I feel like I get no credit for all my great ideas. Because someone else says them out loud first. I don’t cast a wide enough net for anyone to give weight to my words. I mean, it’s fine. Perhaps I just haven’t found my medium yet in order to make that happen. It will happen when it’s meant to. Because right now, I just have these little habits that I’m trying to do daily in order to get me to where I want to be.
I spoke yesterday about the light switch turning on (or off) overnight. It could very well be true. It could have happened, or still could happen. Either way, the shifts do seem to happen overnight. This brings out a little chuckle in me, as I work an overnight shift and have to set the tone for the news of the day. I think we’ve been doing a good job, as my goal each and every day is to present what’s going on in a clear and unbias way. I call it like I see it. And I’m seeing everyone starting to be on the same page.
It’s an unprecedented time in my lifetime. The same could more than likely be said for all of us. But I’ve just never seen so many people proclaiming the same sentiment in their own voices. There’s a big sweeping pushback on all the nonsense, as more and more opportunities crop up to call things out for what they really are. It’s fascinating to see. It’s a shift in perspective, and yet, energy. It’s abundantly clear, and I don’t even want to predict where it’s going. I just want to be around to see it.
That won’t be a problem. I’m not going anywhere. I go where I’m needed, where the shift takes me. One day I decided I needed a bigger place, so I began the search for a new home. Today I decided I wanted to eat better, so I didn’t snack and waited to cook my own dinner. The shift happens, and I go along with it. It’s not always easy to spot, but it’s there, radiating out, waiting for me to catch the energetic wave and ride it off into the sunset.

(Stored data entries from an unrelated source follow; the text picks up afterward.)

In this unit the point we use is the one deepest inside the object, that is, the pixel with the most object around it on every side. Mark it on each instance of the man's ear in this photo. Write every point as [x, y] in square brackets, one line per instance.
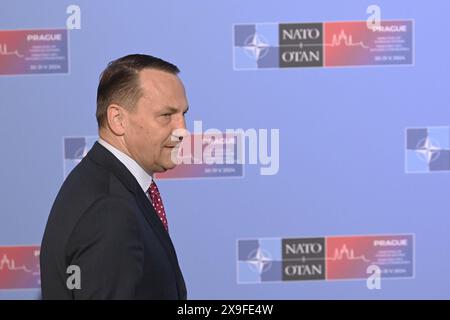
[115, 116]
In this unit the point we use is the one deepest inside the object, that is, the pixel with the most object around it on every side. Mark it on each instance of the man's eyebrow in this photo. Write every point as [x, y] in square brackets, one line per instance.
[173, 109]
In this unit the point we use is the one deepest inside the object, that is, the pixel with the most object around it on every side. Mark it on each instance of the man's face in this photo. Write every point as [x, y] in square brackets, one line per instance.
[158, 113]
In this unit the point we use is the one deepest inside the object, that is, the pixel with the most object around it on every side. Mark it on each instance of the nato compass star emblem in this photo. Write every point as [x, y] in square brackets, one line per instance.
[427, 150]
[259, 260]
[256, 46]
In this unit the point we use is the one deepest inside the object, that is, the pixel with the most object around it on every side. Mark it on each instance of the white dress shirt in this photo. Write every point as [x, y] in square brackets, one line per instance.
[142, 177]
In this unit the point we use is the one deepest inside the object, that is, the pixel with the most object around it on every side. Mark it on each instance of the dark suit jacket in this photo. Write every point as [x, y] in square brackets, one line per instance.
[104, 223]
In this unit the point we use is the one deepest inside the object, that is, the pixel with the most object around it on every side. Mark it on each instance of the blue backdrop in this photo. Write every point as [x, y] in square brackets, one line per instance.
[343, 137]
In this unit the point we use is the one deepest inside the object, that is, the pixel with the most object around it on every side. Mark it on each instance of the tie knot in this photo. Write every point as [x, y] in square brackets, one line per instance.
[153, 188]
[155, 197]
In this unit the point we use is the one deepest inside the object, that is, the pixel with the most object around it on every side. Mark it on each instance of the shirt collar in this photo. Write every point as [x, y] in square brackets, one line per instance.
[142, 177]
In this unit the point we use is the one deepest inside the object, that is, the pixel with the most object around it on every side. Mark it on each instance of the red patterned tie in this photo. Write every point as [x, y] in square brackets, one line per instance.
[157, 203]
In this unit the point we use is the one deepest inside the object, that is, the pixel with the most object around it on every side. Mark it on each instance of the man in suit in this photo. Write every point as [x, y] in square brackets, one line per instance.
[108, 224]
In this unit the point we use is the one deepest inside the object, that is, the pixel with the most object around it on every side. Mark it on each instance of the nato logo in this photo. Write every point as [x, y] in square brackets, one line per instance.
[427, 149]
[259, 260]
[256, 46]
[272, 45]
[75, 148]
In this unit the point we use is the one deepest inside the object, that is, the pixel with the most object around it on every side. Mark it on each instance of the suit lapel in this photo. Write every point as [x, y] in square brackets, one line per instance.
[102, 156]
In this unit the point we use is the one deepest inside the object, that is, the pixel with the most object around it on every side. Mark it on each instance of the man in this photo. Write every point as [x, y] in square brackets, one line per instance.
[108, 224]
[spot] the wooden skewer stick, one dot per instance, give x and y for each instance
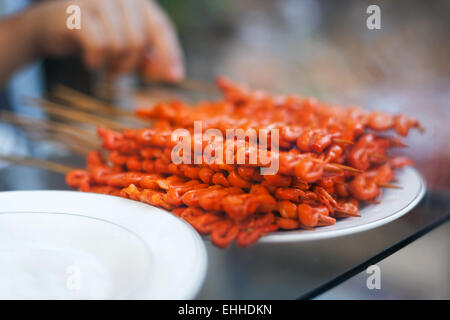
(74, 115)
(91, 104)
(60, 132)
(33, 162)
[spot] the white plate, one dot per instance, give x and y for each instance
(394, 203)
(73, 245)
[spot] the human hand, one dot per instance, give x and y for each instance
(120, 35)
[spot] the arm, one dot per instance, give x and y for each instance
(17, 43)
(115, 34)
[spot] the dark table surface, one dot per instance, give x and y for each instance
(312, 48)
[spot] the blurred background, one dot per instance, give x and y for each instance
(313, 48)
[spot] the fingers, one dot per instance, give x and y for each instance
(124, 34)
(92, 41)
(165, 60)
(134, 35)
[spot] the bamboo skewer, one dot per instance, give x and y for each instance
(33, 162)
(57, 130)
(74, 115)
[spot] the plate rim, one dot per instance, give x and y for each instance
(202, 261)
(310, 236)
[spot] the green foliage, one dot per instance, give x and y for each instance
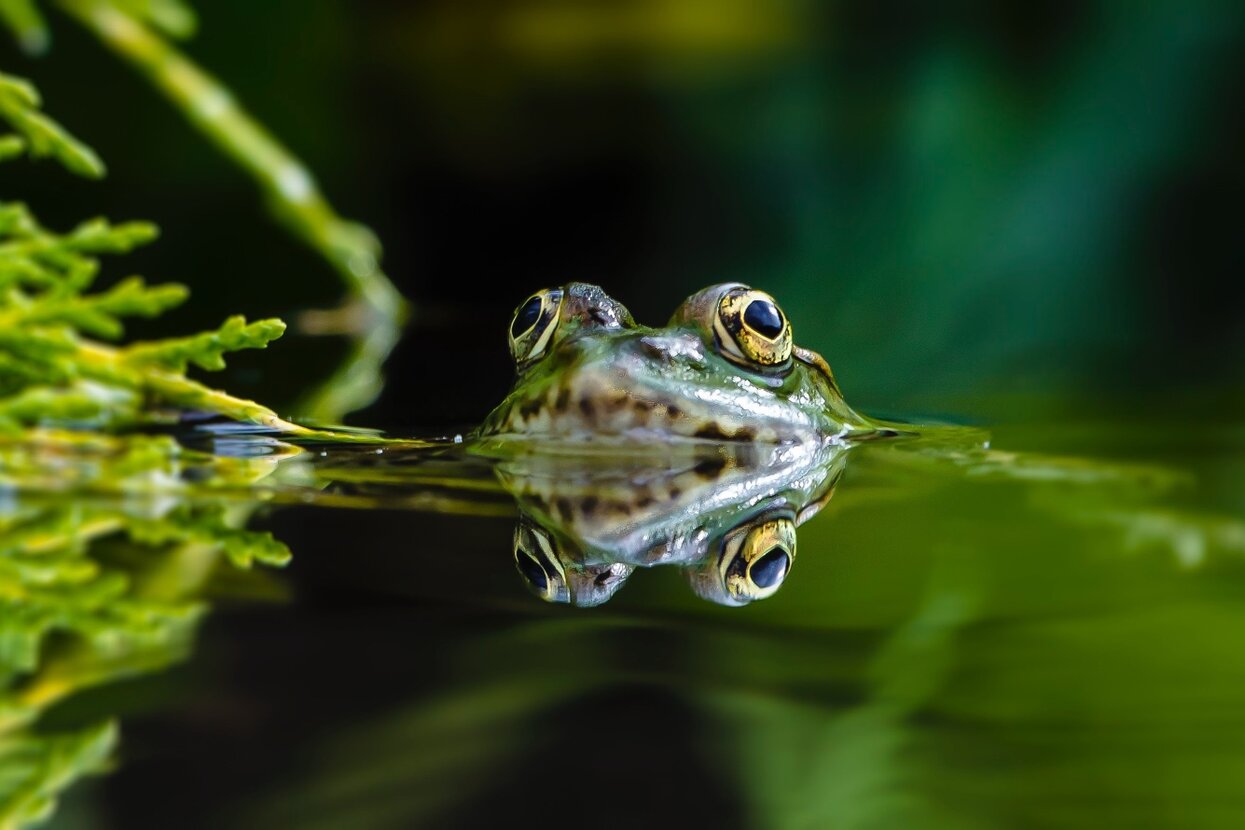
(52, 368)
(34, 769)
(36, 133)
(52, 371)
(135, 31)
(90, 595)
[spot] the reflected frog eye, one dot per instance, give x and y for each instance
(755, 561)
(538, 565)
(533, 325)
(752, 330)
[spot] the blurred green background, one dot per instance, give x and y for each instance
(1026, 215)
(986, 209)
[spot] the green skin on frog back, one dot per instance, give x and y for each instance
(725, 368)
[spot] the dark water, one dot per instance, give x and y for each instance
(1024, 637)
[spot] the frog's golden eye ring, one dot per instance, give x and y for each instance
(756, 560)
(752, 330)
(538, 564)
(533, 325)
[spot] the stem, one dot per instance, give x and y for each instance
(291, 192)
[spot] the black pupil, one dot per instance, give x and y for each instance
(770, 569)
(763, 317)
(526, 317)
(532, 570)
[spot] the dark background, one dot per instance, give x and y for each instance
(986, 212)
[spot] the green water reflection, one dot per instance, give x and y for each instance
(967, 640)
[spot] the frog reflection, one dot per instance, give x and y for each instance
(727, 517)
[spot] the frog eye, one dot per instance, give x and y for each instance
(538, 564)
(752, 330)
(533, 325)
(756, 560)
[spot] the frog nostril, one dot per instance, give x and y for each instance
(654, 349)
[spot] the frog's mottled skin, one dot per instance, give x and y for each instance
(701, 444)
(605, 378)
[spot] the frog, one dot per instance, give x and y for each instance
(725, 515)
(702, 443)
(725, 368)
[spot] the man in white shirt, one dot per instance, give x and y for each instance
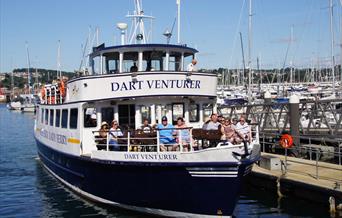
(243, 130)
(192, 66)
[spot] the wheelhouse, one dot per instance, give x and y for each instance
(146, 57)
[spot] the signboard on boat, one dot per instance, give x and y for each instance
(141, 85)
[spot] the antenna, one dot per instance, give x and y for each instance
(59, 72)
(178, 21)
(28, 68)
(122, 27)
(138, 34)
(168, 34)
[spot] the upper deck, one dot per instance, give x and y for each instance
(140, 70)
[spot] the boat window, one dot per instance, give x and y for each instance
(46, 116)
(96, 65)
(107, 114)
(112, 66)
(187, 61)
(58, 117)
(152, 61)
(65, 118)
(145, 113)
(42, 116)
(193, 112)
(90, 117)
(130, 58)
(177, 111)
(127, 116)
(174, 62)
(51, 116)
(73, 118)
(207, 111)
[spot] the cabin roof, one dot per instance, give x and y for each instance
(143, 47)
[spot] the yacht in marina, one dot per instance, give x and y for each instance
(126, 84)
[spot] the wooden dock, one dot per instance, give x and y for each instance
(302, 179)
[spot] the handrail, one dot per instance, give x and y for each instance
(184, 141)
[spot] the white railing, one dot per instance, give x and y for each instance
(178, 140)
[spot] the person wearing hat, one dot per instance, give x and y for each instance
(166, 139)
(192, 66)
(114, 133)
(103, 133)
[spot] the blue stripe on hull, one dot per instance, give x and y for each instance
(162, 187)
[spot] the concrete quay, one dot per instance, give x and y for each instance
(305, 179)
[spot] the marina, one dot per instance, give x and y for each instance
(28, 190)
(147, 127)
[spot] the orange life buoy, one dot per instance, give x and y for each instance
(42, 93)
(286, 141)
(62, 88)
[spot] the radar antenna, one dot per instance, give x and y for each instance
(138, 27)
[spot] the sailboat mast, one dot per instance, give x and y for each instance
(332, 44)
(178, 21)
(59, 72)
(250, 49)
(28, 69)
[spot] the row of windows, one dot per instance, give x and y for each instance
(59, 117)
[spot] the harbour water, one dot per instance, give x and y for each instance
(28, 190)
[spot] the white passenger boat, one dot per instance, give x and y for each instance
(193, 180)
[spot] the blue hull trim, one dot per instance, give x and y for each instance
(166, 187)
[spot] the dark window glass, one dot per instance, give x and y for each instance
(46, 116)
(65, 118)
(193, 112)
(51, 117)
(107, 114)
(73, 118)
(145, 113)
(90, 117)
(127, 116)
(42, 116)
(58, 117)
(177, 111)
(207, 111)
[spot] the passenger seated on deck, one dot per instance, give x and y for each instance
(183, 135)
(134, 68)
(243, 132)
(213, 123)
(114, 133)
(166, 139)
(227, 130)
(146, 128)
(103, 133)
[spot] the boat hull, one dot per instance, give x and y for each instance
(169, 189)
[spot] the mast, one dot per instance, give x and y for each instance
(332, 45)
(138, 26)
(28, 70)
(12, 79)
(250, 50)
(59, 72)
(291, 61)
(178, 21)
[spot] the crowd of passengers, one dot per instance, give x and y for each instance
(172, 136)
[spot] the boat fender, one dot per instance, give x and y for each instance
(286, 141)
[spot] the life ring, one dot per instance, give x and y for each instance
(286, 141)
(42, 94)
(62, 88)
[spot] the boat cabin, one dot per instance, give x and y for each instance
(114, 89)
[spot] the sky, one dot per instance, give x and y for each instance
(211, 26)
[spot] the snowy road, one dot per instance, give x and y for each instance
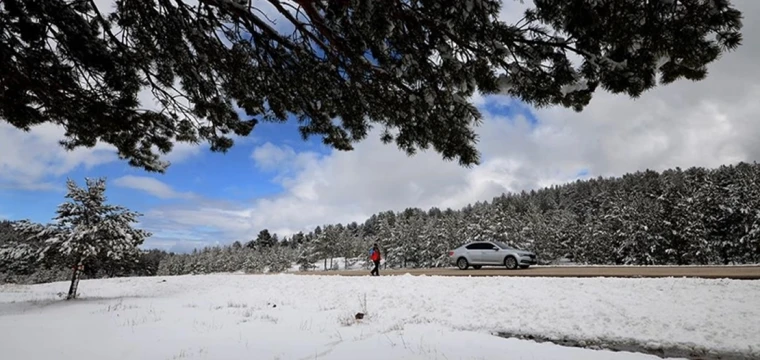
(408, 317)
(705, 272)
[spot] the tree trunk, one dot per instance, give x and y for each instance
(74, 281)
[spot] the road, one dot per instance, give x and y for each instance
(706, 272)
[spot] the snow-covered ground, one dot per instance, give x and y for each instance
(306, 317)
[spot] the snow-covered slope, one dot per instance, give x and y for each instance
(307, 317)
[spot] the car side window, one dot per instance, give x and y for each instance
(476, 246)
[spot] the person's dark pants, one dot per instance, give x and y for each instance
(375, 271)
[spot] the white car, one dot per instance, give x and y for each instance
(490, 253)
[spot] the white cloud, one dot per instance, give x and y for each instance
(706, 123)
(151, 186)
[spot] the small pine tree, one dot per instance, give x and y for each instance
(86, 228)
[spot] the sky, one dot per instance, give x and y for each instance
(275, 180)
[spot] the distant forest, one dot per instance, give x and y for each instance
(693, 217)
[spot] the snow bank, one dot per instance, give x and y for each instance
(409, 317)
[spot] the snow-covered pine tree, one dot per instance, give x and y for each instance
(85, 227)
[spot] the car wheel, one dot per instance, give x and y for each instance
(462, 264)
(510, 262)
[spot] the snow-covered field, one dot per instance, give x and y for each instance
(306, 317)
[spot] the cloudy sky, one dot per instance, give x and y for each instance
(275, 180)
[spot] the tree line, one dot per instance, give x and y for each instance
(696, 216)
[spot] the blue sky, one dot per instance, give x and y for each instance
(275, 180)
(231, 179)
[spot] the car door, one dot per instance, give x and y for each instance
(492, 254)
(475, 252)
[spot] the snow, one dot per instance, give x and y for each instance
(338, 263)
(294, 317)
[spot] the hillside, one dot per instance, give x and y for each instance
(693, 217)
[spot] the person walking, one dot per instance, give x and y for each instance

There’s so much to see, and so much to experience. I’m not going to be upset when I’m upset. I’ll just let myself feel it and find the next thing to focus on. If this many people are feeling what I’m feeling, who cares if I don’t get credit for it right away? It means it’s at least on its way, right? Seems inevitable at this point. But there can always be a change in the winds. There’s always a chance our ship could blow us off course until we right the sails. And the confidence has returned to let me know I’ll always be able to do so, in one way or the other.
So for now, we go forth, blow past all the “symbols” and “signs” and just feel what we feel in the moment. There’s a lot to go by these days. It’s best to ride like the wind instead of getting caught in an updraft.